Basic ML frameworks for prototyping. Current examples include 1) a binary classification pipeline (RFC) for the sklearn breast cancer dataset, 2) an XGBoost time-series analysis, 3) a set of small examples such as PCA clustering and linear programming.
To run these scripts, you must create a .env
file in the project root directory which will define
PROJECT_ROOT
, namely the full path to the directory containing this .env
file.
- src/RFC/tune.py
- AUC Hyperparameter optimization for the RFC model to be trained.
- python src/modeling/tune.py --help
- src/RFC/train.py
- Train a RFC model, with or without undersampling to address class imbalance.
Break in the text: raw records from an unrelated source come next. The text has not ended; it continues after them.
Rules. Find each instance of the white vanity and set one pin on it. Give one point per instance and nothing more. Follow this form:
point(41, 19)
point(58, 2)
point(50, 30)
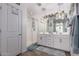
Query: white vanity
point(61, 42)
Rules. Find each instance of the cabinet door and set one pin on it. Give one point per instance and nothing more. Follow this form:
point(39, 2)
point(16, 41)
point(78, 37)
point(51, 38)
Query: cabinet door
point(56, 42)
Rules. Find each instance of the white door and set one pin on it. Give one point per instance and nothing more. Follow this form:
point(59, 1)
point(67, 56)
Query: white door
point(34, 31)
point(13, 30)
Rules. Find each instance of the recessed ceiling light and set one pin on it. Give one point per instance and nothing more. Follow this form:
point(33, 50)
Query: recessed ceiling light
point(39, 4)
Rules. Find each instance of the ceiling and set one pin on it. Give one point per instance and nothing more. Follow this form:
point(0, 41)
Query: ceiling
point(35, 9)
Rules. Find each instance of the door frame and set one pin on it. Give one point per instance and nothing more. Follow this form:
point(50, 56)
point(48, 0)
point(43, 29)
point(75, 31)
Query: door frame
point(4, 49)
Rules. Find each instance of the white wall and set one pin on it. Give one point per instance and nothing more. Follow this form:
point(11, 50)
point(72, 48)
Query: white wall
point(27, 28)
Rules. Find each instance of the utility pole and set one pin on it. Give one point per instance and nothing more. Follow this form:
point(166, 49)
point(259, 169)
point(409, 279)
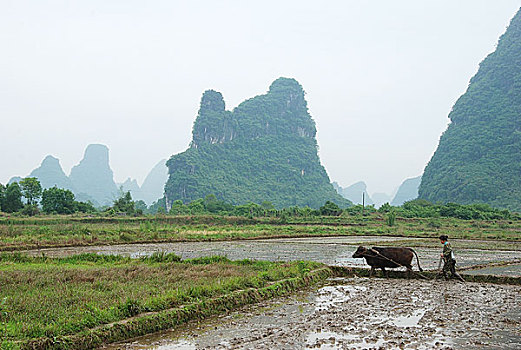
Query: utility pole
point(363, 203)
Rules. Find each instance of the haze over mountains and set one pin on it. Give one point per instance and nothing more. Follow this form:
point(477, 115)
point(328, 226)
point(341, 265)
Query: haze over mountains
point(478, 159)
point(407, 191)
point(263, 150)
point(93, 180)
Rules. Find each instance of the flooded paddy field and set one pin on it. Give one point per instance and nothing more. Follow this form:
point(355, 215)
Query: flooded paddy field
point(362, 313)
point(328, 250)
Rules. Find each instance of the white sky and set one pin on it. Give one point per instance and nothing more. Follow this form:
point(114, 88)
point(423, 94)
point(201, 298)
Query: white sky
point(380, 76)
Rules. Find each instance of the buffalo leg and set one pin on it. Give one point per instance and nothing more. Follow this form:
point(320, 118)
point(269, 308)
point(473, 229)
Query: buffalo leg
point(409, 270)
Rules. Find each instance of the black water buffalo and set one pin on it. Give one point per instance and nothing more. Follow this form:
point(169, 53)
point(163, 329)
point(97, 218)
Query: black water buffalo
point(392, 257)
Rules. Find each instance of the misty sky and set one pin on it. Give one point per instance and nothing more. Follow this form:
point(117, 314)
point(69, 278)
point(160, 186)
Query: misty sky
point(380, 76)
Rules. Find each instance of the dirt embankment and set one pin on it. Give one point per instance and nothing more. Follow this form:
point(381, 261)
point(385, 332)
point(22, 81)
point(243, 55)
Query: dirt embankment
point(361, 313)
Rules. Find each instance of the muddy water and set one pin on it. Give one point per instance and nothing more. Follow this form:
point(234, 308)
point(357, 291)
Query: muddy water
point(328, 250)
point(508, 270)
point(362, 313)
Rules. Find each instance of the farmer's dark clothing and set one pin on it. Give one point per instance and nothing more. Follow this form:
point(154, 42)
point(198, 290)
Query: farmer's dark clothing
point(449, 262)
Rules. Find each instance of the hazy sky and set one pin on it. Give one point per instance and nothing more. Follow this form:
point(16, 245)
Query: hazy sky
point(380, 76)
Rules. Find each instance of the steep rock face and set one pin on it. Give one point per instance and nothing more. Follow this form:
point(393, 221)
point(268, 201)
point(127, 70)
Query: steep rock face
point(50, 174)
point(407, 191)
point(355, 192)
point(93, 178)
point(132, 186)
point(263, 150)
point(153, 187)
point(380, 198)
point(478, 159)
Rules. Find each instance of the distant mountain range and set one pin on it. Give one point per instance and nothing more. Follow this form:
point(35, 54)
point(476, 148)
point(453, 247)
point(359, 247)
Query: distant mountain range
point(407, 191)
point(93, 180)
point(263, 150)
point(478, 159)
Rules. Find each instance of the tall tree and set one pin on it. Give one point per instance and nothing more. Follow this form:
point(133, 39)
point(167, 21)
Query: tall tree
point(2, 196)
point(31, 190)
point(13, 198)
point(58, 200)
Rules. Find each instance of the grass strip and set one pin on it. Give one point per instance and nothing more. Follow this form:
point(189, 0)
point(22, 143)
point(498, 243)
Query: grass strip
point(19, 233)
point(163, 320)
point(59, 298)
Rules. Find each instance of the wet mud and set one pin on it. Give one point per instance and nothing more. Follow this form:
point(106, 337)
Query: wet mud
point(362, 313)
point(328, 250)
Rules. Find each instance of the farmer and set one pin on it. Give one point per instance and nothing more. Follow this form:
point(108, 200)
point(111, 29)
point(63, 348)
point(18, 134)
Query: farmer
point(449, 263)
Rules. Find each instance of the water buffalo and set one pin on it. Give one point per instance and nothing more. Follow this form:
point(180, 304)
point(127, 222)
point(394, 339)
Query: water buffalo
point(392, 257)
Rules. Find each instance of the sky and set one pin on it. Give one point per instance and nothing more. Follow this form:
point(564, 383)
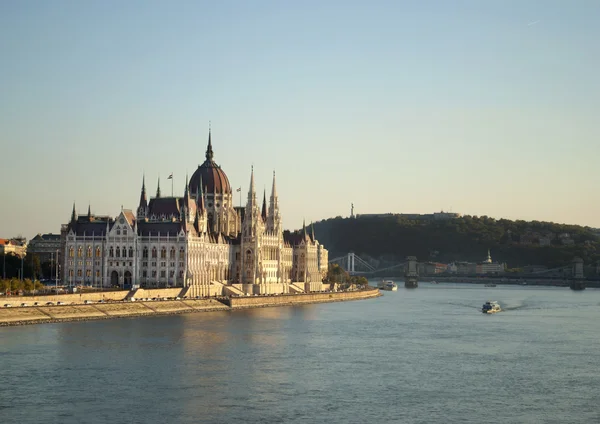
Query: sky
point(476, 107)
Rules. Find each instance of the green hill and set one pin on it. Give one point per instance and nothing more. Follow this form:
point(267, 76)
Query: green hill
point(518, 243)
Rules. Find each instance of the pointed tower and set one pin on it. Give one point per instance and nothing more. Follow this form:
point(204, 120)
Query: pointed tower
point(142, 211)
point(209, 152)
point(73, 214)
point(274, 219)
point(264, 208)
point(200, 216)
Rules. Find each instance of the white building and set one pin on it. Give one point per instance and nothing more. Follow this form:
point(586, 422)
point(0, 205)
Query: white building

- python src/modeling/train.py --help
- src/RFC/predict.py
- Make predictions using the model trained in (2).
- python src/modeling/predict.py --help
- src/time_series/explore_ts.ipynb
- Generate a time-series dataset with mutlii-periodic signal and noise
- Illustrate extracting frequencies in the periodic data with fourier analysis.
- View the final prediction results after having run steps (2) - (4)
- src/RFC/tune.py
- Hyperparameter optimization for the XGB model to be trained (using oldest 50% of data).
- src/time_series/train.py
- Train an XGBoost model on this dataset, leveraging learnings from exploration and tuning in (1) + (2) (using oldest 80% of data).
- src/time_series/predict.py
- Make predictions for the most-recent 20% of time-series data.